I earned my undergraduate's degree in physics at the Northeast Normal University in 2008. My passion for physical oceanography began after I graduated from college when I realized that the importance of the ocean in affecting the habitability of the planet we live on and the feasibility of using physics to study ocean and climate change. I worked on variability and influence of western Pacific warm pool, including the role of ocean currents in maintaining and changing the warm pool, when I was a graduate student, and then received my Ph.D. in physical oceanography at the University of Chinese Academy of Sciences in 2013.
Field observation is one of the most important research methods in physical oceanography and the basis for understanding the ocean. During the past decade, my colleagues and I have conducted extensive ocean observations in the tropical western Pacific, including deployments of mooring arrays and CTD profiling in the western Pacific where depth of water usually exceeds five thousands meters. Based on these in situ observations, we have conducted a series of studies on ocean circulation and environment in the western Pacific. For example, we uncovered the intraseasonal to interannual variability of the western boundary currents and underlying undercurrents using direct measurements, and found the existence of strong subsurface marine heatwaves which may exert significant influence on fishing.

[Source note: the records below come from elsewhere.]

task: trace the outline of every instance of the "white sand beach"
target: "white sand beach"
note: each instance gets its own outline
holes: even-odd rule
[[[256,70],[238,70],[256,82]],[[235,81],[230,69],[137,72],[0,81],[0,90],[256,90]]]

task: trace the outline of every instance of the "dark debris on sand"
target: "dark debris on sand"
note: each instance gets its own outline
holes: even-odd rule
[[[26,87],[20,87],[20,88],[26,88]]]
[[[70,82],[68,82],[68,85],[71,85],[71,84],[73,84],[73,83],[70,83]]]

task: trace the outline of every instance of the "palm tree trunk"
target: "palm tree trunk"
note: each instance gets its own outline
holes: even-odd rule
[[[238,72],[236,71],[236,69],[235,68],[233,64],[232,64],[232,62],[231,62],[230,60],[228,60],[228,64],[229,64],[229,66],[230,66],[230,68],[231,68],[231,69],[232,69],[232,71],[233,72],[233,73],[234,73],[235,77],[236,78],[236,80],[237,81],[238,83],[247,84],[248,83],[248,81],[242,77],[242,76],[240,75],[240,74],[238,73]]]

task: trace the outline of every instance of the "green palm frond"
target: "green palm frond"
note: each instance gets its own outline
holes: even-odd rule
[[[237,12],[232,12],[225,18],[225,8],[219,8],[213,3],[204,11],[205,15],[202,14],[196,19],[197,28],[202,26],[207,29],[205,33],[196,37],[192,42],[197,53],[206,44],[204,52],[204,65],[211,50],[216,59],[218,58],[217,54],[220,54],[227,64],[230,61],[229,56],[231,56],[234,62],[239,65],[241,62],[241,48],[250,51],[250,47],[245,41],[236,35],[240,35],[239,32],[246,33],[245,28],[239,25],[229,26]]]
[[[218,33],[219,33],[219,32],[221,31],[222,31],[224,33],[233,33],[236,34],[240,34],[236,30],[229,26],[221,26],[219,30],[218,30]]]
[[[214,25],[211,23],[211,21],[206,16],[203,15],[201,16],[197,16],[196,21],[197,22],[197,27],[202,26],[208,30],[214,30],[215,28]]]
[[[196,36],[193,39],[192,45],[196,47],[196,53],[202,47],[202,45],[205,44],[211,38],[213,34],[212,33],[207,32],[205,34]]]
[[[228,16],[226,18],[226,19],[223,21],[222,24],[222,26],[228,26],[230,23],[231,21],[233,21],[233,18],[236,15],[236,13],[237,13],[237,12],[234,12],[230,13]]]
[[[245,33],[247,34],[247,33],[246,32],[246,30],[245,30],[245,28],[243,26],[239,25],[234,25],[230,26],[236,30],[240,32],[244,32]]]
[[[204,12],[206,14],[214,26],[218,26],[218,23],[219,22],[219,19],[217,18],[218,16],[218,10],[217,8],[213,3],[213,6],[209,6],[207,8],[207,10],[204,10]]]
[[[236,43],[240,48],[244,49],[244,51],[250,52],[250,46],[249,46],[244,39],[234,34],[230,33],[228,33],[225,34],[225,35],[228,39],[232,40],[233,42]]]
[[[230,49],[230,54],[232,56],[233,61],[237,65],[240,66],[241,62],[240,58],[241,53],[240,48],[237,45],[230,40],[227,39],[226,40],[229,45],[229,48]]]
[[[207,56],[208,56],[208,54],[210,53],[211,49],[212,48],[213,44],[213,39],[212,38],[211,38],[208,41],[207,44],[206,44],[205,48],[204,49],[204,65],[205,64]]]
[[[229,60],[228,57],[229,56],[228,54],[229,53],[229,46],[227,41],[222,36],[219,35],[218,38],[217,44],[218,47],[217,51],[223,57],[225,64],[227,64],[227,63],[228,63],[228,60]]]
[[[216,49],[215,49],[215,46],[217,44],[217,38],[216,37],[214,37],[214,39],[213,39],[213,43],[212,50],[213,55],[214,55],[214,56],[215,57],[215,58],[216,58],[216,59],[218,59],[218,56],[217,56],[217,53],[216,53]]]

Under the background of climate warming, ocean circulation is undergoing profound changes. For example, our recent study shows that the global mean ocean circulation has accelerated over the past few decades. The oceans continue to warm, and humanity faces a continuing threat from climate change. Changes in ocean circulation clearly play an important role in how the climate will evolve in the future, but our understanding of this is very superficial. My team and I will continue to observe and study changes in the ocean in order to more accurately predict future climate changes and impacts in advance.